Sabemos que este tipo de palabras y sentencias, que en principio pueden parecer inofensivas, se repiten con más o menos frecuencia en diferentes situaciones y momentos del día. Suponiendo un caso concreto, y sumándolas, es posible que a lo largo del día hayamos utilizado un mínimo de 15 o 20 palabras o frases del tipo "eres un desordenado", "eres un cabezota", "eres tonto", etc., siendo optimistas. Así pues, si seguimos el recuento, y tomando 15 como número de referencia, estaremos hablando de 105 sentencias a la semana, 420 al mes y poco más de 5.000 sentencias al año. Si tenemos en cuenta los años más importantes del desarrollo emocional de una persona, habremos educado a ese hijo con un total de 90.720 sentencias a sus 18 años. Cabe ahora recordar cómo el tipo de lenguaje utilizado afecta a las personas mayores, pudiendo ser curativo o devastador. Por lo tanto, ¿cuál será el efecto de este tipo de lenguaje en una persona tan maleable y sobre la que tenemos tanta influencia, como lo es un hijo?. Y si aún pudiera quedar más claro, y haciendo la equivalencia, imaginemos qué pasaría si a un niño se le repite durante un mes, 3.024 veces cada día "eres tonto" o "eres un desordenado". En un mes, esa persona, o estaría convencida de lo que le hemos dicho, o se habría ido muy lejos de nosotros, pero con un dolor inmenso, pensando si eso es cierto realmente y viviendo con ello toda su vida. Evidentemente esta comparación es muy extrema, pero esas sentencias que decimos día a día durante 18 o más años, se van grabando en el cerebro como fuego incandescente que marca el metal, y cuyas consecuencias más leves son la firme creencia de eso que tanto nos han repetido, o un malestar continuo del que ni siquiera se puede identificar ya su origen. Y repito, las consecuencias más leves.

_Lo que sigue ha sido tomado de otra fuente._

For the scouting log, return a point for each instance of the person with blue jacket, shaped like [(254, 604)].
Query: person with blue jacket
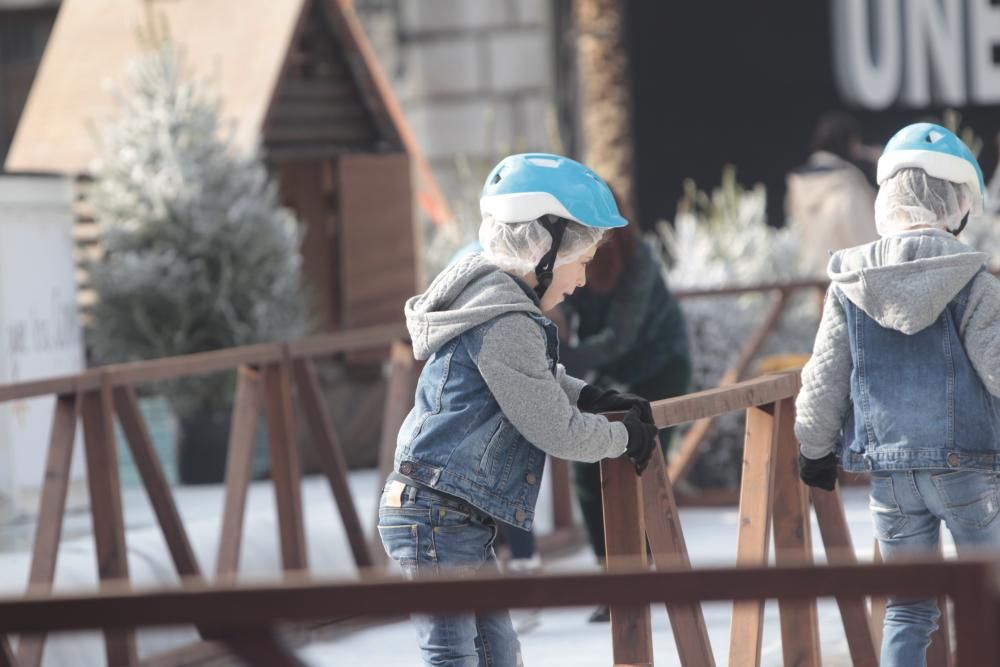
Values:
[(493, 400), (904, 378)]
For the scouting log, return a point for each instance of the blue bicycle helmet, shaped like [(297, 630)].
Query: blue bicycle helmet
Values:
[(938, 152)]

Es muy fácil afectar de forma inconsciente a los niños con nuestras palabras. ¿Por qué sucede esto? Porque solemos olvidar que una persona en la infancia desarrolla su autoconcepto, a parte de por sus logros, en función de las expectativas que depositan en él las personas de referencia de su entorno. Es decir, un niño va formando el concepto que tiene de sí mismo en base a las valoraciones que recibe de sus padres, de sus abuelos, de sus tíos, de sus maestros... Y si de pequeñito no le consideran capaz de hacer determinada cosa, muy probablemente acabe siendo incapaz de hacerla. Y no porque no tenga capacidad o habilidades suficientes, sino porque su entorno más próximo le está transmitiendo este mensaje, que difícilmente le invitará siquiera a intentarlo o a probar suerte... Recordemos la parábola del elefante atado a una pequeña estaca. Este hecho que concurre a medida que las personas que nos rodean son afectadas por las repetitivas palabras de sus seres cercanos y educandos, es lo que se conoce como "Efecto Pigmalión", del que hablaré pronto en otra publicación, tanto de sus consecuencias más negativas, como de su utilización más positiva y constructiva.